The CartACom model: transforming cartographic features into communicating agents for cartographic generalisation

Our research is concerned with automated generalisation of topographic vector databases in order to produce maps. This article presents a new, agent-based generalisation model called CartACom (Cartographic generalisation with Communicating Agents), dedicated to the treatment of areas of low density but where rubber sheeting techniques are not sufficient because some eliminations or aggregations are needed. In CartACom, the objects of the initial database are modelled as agents, that is, autonomous entities, that choose and apply generalisation algorithms to themselves in order to increase the satisfaction of their constraints as much as possible. The CartACom model focuses on modelling and treating the relational constraints, defined as constraints that concern a relation between two objects.
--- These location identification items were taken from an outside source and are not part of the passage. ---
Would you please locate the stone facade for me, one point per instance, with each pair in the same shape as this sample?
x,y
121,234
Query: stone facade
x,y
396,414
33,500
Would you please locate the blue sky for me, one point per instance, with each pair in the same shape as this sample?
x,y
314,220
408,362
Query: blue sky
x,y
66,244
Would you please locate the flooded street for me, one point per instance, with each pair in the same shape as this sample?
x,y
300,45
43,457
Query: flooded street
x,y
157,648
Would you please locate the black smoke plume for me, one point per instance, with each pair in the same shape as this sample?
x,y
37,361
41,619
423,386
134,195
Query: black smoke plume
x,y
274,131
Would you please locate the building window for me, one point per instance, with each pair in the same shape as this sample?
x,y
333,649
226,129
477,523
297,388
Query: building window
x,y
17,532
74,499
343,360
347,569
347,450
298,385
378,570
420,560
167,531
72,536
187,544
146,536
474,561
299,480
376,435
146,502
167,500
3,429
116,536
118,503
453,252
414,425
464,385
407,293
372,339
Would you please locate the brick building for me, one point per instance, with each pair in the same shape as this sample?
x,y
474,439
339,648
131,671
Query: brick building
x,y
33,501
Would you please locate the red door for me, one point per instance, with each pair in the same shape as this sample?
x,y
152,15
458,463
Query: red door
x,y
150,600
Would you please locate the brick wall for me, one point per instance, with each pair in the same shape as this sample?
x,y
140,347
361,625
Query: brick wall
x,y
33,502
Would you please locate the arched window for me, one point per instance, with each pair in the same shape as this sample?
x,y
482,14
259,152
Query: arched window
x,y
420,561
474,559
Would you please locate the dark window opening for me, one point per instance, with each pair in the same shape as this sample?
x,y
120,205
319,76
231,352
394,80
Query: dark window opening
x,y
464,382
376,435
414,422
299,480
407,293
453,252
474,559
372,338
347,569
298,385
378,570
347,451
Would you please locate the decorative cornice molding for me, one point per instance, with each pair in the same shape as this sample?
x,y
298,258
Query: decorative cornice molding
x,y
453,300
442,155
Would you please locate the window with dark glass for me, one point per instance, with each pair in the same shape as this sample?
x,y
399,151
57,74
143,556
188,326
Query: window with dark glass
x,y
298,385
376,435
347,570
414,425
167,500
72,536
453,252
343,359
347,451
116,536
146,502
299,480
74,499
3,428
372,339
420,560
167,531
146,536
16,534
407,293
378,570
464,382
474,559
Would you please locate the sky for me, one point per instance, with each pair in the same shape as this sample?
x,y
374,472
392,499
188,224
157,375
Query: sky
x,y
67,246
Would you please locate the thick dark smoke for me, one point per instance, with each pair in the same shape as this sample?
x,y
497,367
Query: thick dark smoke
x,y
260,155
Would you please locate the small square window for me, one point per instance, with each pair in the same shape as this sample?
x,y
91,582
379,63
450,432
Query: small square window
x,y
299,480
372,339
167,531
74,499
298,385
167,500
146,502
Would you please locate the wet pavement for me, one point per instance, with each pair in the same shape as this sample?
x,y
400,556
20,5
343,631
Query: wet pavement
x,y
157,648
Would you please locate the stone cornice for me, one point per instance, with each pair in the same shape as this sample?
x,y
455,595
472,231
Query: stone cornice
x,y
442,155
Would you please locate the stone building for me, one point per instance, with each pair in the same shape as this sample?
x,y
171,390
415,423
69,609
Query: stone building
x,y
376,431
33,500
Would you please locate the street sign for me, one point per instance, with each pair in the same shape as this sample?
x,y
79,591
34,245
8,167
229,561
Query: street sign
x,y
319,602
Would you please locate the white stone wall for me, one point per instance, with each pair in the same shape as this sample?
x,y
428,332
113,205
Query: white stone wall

In order to detect and assess their relational constraints, the CartACom agents are able to perceive their spatial surroundings. Moreover, to make the good generalisation decisions to satisfy their relational constraints, they are able to communicate with their neighbours using predefined dialogue protocols. Finally, a hook to another agent-based generalisation model – AGENT – is provided, so that the CartACom agents can handle not only their relational constraints but also their internal constraints. The CartACom model has been applied to the generalisation of low-density, heterogeneous areas like rural areas, where the space is not hierarchically organised. Examples of results obtained on real data show that it is well adapted for this application.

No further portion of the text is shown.